MAHOUT-1863: Several fixes to cluster-syntheticcontrol.sh to fix "Input path does not exist" error by chu11 · Pull Request #235 · apache/mahout

chu11 · 2016-05-26T00:55:19Z

No description provided.

…rks by default

andrewpalumbo · 2016-05-26T01:01:42Z

examples/bin/cluster-syntheticcontrol.sh

    echo "Uploading Synthetic control data to HDFS"
    $DFSRM ${WORK_DIR}/testdata
-    $DFS -mkdir ${WORK_DIR}/testdata
+    $DFS -mkdir -p ${WORK_DIR}/testdata


the problem with $DFS -mkdir -p is that it's not backwards compatible with Hadoop 1, which Mahout still technically supports.

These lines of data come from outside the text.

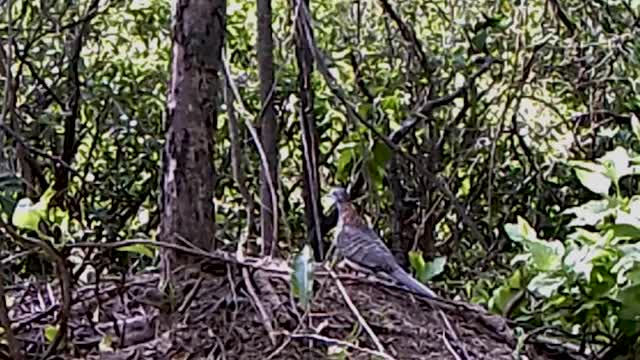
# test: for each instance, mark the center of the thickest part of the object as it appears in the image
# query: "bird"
(356, 241)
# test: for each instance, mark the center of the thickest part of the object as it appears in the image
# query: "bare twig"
(63, 276)
(341, 343)
(9, 95)
(447, 344)
(256, 139)
(266, 318)
(355, 311)
(236, 157)
(453, 334)
(14, 348)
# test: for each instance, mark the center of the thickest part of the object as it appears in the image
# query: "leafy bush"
(588, 284)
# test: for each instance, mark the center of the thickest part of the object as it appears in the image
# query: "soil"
(249, 312)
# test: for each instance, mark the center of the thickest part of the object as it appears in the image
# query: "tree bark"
(310, 138)
(269, 127)
(188, 178)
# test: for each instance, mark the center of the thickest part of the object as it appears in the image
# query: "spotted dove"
(360, 244)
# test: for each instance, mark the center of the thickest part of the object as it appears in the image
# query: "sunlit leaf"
(546, 255)
(630, 300)
(591, 213)
(142, 249)
(596, 182)
(302, 276)
(545, 285)
(418, 265)
(617, 163)
(435, 267)
(27, 215)
(50, 332)
(635, 126)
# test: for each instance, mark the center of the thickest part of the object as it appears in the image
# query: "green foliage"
(50, 332)
(141, 249)
(302, 276)
(590, 279)
(425, 271)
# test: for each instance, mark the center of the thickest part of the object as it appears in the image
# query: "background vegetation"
(514, 125)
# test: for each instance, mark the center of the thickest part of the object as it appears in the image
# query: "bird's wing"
(363, 246)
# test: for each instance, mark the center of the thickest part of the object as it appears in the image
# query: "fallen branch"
(355, 312)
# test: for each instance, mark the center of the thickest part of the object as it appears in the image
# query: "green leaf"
(479, 41)
(526, 231)
(630, 302)
(545, 284)
(580, 260)
(142, 249)
(617, 163)
(635, 126)
(50, 332)
(382, 153)
(592, 213)
(27, 215)
(435, 267)
(418, 265)
(596, 182)
(513, 231)
(302, 276)
(501, 297)
(547, 255)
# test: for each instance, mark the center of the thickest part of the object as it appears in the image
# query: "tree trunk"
(310, 139)
(269, 127)
(187, 208)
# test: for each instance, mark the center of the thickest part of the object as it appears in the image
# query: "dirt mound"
(248, 312)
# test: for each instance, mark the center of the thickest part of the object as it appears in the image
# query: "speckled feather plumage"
(357, 242)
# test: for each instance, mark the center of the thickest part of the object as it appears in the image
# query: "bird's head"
(339, 195)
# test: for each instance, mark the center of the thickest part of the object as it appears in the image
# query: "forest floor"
(249, 312)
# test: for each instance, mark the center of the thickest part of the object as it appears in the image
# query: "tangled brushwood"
(250, 313)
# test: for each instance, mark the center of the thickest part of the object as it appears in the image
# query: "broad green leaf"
(525, 258)
(435, 267)
(418, 265)
(545, 284)
(587, 165)
(479, 40)
(27, 215)
(302, 276)
(617, 163)
(513, 231)
(547, 255)
(580, 260)
(630, 302)
(50, 332)
(592, 213)
(526, 231)
(501, 297)
(585, 237)
(596, 182)
(106, 343)
(382, 153)
(635, 126)
(141, 249)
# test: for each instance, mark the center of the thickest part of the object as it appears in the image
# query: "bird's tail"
(407, 280)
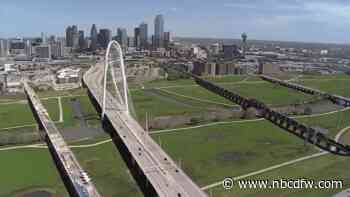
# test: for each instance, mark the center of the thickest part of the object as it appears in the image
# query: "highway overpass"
(76, 180)
(153, 169)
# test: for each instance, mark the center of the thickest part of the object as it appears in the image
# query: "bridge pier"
(135, 170)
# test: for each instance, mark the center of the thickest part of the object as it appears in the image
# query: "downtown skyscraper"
(143, 36)
(158, 31)
(122, 37)
(72, 37)
(93, 37)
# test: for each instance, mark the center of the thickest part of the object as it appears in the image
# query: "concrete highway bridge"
(153, 169)
(76, 180)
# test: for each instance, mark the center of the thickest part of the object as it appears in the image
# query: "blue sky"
(296, 20)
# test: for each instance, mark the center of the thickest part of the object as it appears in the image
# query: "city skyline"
(291, 20)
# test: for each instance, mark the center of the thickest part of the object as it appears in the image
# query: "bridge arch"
(114, 56)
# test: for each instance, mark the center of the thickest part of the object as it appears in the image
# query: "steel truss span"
(288, 124)
(336, 99)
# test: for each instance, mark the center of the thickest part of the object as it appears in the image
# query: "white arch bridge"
(155, 172)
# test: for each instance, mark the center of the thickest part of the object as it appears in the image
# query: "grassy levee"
(19, 114)
(335, 86)
(33, 169)
(26, 170)
(209, 154)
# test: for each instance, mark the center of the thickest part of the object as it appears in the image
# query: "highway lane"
(75, 178)
(161, 171)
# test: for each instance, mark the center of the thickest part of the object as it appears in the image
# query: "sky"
(285, 20)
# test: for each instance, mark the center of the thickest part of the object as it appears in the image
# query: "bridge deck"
(82, 185)
(336, 99)
(161, 171)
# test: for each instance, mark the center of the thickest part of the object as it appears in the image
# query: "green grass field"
(323, 168)
(19, 114)
(33, 169)
(211, 153)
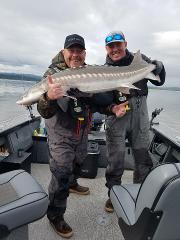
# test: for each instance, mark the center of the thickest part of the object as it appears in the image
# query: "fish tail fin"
(125, 89)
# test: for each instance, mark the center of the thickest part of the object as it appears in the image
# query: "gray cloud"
(32, 32)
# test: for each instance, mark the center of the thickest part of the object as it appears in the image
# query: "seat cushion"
(22, 199)
(123, 198)
(152, 185)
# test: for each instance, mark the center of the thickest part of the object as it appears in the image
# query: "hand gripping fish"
(94, 79)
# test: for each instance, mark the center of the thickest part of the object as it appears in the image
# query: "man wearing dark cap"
(134, 124)
(67, 133)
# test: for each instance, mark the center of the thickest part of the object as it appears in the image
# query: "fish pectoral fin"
(153, 77)
(138, 60)
(124, 90)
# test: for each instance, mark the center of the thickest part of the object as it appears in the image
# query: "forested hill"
(17, 76)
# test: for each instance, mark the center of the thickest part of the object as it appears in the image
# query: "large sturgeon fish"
(94, 79)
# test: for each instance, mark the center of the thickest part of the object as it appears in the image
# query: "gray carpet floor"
(85, 214)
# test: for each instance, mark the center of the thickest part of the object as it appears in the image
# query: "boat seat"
(22, 201)
(151, 210)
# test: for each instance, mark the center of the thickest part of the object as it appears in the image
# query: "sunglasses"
(114, 37)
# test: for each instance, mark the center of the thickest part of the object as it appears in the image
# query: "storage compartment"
(90, 164)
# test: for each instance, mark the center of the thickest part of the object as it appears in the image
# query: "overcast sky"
(33, 31)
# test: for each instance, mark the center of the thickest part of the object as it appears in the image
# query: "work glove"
(75, 92)
(159, 67)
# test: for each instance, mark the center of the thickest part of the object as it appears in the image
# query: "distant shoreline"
(37, 78)
(17, 76)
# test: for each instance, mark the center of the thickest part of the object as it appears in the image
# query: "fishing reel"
(154, 114)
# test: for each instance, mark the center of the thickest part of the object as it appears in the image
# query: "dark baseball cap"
(116, 36)
(74, 39)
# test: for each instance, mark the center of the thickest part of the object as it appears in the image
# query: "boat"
(24, 146)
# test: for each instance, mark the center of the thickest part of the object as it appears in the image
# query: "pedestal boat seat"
(150, 211)
(22, 201)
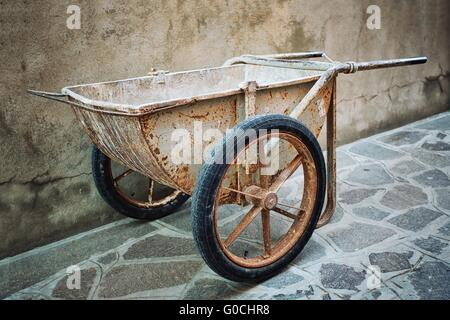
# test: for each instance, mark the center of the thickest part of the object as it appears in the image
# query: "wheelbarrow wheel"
(155, 201)
(257, 239)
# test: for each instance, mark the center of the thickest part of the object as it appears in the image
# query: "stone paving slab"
(389, 239)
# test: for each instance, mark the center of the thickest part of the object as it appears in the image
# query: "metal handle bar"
(380, 64)
(60, 98)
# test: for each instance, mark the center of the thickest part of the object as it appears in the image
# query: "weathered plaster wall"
(46, 191)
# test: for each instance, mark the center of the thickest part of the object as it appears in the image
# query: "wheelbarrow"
(254, 168)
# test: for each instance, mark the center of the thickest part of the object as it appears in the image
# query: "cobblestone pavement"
(393, 212)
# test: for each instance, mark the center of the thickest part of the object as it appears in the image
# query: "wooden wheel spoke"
(123, 175)
(248, 218)
(266, 233)
(150, 190)
(284, 213)
(286, 173)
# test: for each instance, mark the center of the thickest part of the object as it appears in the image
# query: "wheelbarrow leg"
(331, 161)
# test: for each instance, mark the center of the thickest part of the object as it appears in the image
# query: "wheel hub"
(260, 197)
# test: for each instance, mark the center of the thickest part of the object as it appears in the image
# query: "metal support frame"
(331, 161)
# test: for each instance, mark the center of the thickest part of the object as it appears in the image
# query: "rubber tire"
(207, 186)
(104, 183)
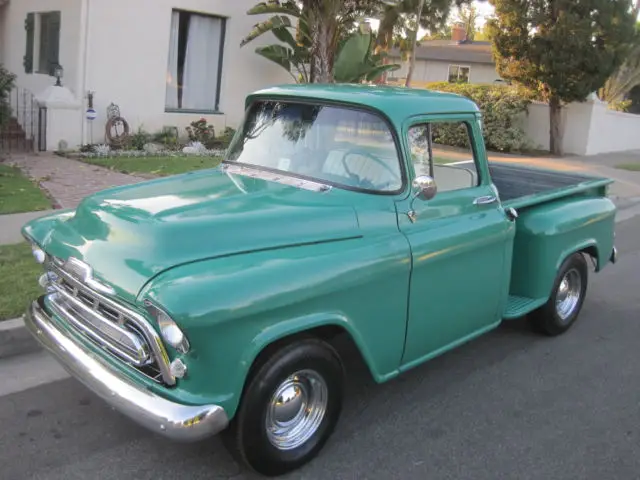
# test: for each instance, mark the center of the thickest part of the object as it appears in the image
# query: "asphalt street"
(510, 405)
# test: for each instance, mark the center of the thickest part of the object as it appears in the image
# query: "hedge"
(502, 107)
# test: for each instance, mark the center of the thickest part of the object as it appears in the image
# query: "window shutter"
(29, 26)
(54, 40)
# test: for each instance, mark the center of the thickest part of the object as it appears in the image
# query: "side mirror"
(425, 187)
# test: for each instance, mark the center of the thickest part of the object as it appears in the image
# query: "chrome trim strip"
(173, 420)
(280, 177)
(85, 274)
(137, 353)
(154, 340)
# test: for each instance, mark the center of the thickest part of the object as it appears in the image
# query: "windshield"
(335, 145)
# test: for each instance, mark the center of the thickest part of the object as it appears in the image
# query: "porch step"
(519, 306)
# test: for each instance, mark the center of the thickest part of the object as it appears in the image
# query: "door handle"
(485, 200)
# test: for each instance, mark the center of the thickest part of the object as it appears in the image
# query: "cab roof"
(397, 103)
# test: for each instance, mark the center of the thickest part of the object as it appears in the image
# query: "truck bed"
(521, 186)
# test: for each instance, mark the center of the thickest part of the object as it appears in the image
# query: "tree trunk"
(555, 127)
(324, 28)
(412, 60)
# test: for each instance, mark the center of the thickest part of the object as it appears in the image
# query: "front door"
(461, 239)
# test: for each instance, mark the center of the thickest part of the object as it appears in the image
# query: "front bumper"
(170, 419)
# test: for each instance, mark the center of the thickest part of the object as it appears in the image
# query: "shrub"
(226, 137)
(200, 131)
(502, 107)
(168, 137)
(138, 140)
(7, 82)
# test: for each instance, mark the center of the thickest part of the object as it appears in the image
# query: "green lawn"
(19, 275)
(18, 193)
(634, 167)
(162, 166)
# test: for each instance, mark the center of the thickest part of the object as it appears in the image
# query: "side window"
(444, 151)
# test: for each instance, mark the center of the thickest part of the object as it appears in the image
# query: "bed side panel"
(547, 234)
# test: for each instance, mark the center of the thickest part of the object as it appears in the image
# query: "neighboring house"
(165, 63)
(454, 60)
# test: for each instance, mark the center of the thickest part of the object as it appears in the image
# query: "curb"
(15, 339)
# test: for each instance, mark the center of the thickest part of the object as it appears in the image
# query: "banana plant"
(294, 53)
(354, 60)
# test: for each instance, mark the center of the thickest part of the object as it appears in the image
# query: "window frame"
(459, 67)
(34, 57)
(471, 122)
(397, 142)
(223, 34)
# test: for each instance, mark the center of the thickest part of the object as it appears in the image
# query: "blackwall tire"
(567, 297)
(289, 408)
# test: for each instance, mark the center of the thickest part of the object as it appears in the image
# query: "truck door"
(461, 239)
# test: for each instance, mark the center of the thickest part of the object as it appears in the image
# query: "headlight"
(169, 330)
(38, 253)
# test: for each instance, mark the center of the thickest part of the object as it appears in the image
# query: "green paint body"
(240, 264)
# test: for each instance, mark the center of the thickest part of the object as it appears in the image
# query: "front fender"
(231, 308)
(39, 229)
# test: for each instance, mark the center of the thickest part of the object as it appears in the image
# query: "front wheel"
(289, 408)
(564, 305)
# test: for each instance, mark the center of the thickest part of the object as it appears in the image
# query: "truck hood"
(130, 234)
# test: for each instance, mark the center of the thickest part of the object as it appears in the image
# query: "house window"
(43, 42)
(458, 74)
(195, 62)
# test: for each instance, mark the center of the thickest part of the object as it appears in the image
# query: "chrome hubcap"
(568, 294)
(296, 410)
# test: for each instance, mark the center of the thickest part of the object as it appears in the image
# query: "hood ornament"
(84, 274)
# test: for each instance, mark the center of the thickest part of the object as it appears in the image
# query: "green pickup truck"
(211, 301)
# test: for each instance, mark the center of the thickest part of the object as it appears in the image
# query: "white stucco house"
(165, 63)
(450, 60)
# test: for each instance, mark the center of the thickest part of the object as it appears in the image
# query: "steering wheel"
(364, 153)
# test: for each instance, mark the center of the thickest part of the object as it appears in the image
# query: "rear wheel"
(289, 408)
(564, 305)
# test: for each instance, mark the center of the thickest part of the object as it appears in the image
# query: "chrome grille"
(113, 327)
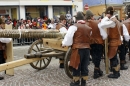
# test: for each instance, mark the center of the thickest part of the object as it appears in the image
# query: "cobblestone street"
(54, 76)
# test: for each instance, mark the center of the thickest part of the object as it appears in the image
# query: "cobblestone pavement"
(54, 76)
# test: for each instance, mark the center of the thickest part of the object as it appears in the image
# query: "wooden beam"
(17, 63)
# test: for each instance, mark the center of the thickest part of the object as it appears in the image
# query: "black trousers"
(122, 51)
(96, 53)
(2, 59)
(114, 61)
(84, 62)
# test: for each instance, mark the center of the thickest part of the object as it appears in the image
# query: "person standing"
(3, 42)
(123, 48)
(62, 28)
(113, 27)
(78, 36)
(127, 24)
(97, 43)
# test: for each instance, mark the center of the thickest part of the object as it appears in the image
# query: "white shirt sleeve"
(125, 33)
(63, 30)
(102, 32)
(107, 23)
(68, 39)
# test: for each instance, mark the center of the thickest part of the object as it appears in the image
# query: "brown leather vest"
(96, 38)
(127, 24)
(114, 35)
(81, 37)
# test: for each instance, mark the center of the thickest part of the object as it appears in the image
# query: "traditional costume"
(78, 36)
(3, 42)
(97, 44)
(113, 27)
(126, 44)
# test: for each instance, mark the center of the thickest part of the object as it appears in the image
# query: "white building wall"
(49, 3)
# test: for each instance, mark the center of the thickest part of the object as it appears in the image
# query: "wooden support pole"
(106, 57)
(9, 51)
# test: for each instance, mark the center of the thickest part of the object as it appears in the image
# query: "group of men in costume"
(87, 38)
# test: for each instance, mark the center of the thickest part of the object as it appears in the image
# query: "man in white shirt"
(97, 44)
(113, 27)
(78, 36)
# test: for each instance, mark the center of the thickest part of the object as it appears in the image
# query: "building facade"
(99, 6)
(19, 9)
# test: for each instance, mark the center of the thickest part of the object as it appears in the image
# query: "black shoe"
(75, 83)
(61, 65)
(115, 75)
(97, 73)
(83, 82)
(123, 67)
(1, 78)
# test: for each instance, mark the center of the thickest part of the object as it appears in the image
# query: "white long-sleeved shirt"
(107, 23)
(103, 25)
(68, 39)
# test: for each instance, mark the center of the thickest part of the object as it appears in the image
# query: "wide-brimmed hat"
(88, 14)
(110, 10)
(62, 17)
(79, 16)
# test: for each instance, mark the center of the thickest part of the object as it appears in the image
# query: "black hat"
(109, 10)
(79, 16)
(89, 14)
(62, 17)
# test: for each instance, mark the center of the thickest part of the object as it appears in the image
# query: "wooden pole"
(106, 56)
(9, 51)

Wasn't aware that was not compatible with Hadoop 1. However, it's already used in some other examples so those presumably won't work with Hadoop 1 either?

>grep DFS *.sh | grep mkdir classify-20newsgroups.sh: $DFS -mkdir -p ${WORK_DIR} classify-20newsgroups.sh: $DFS -mkdir ${WORK_DIR}/20news-all classify-wikipedia.sh: $DFS -mkdir -p ${WORK_DIR} cluster-reuters.sh: $DFS -mkdir -p $WORK_DIR cluster-reuters.sh: $DFS -mkdir -p ${WORK_DIR}/ cluster-reuters.sh: $DFS -mkdir ${WORK_DIR}/reuters-sgm cluster-reuters.sh: $DFS -mkdir ${WORK_DIR}/reuters-out cluster-syntheticcontrol.sh: $DFS -mkdir -p ${WORK_DIR}/testdata

Hmm.. I suppose not :). I guess that's something to look at. I'm not sure when those crept in. (I may have done it myself). Anyway I'm not sure that Hadoop 1 incompatibility is a dealbreaker going forward- at least not in the example scripts, This is something that we need to discuss on dev@. Thanks for pointing this out. I will bring it up.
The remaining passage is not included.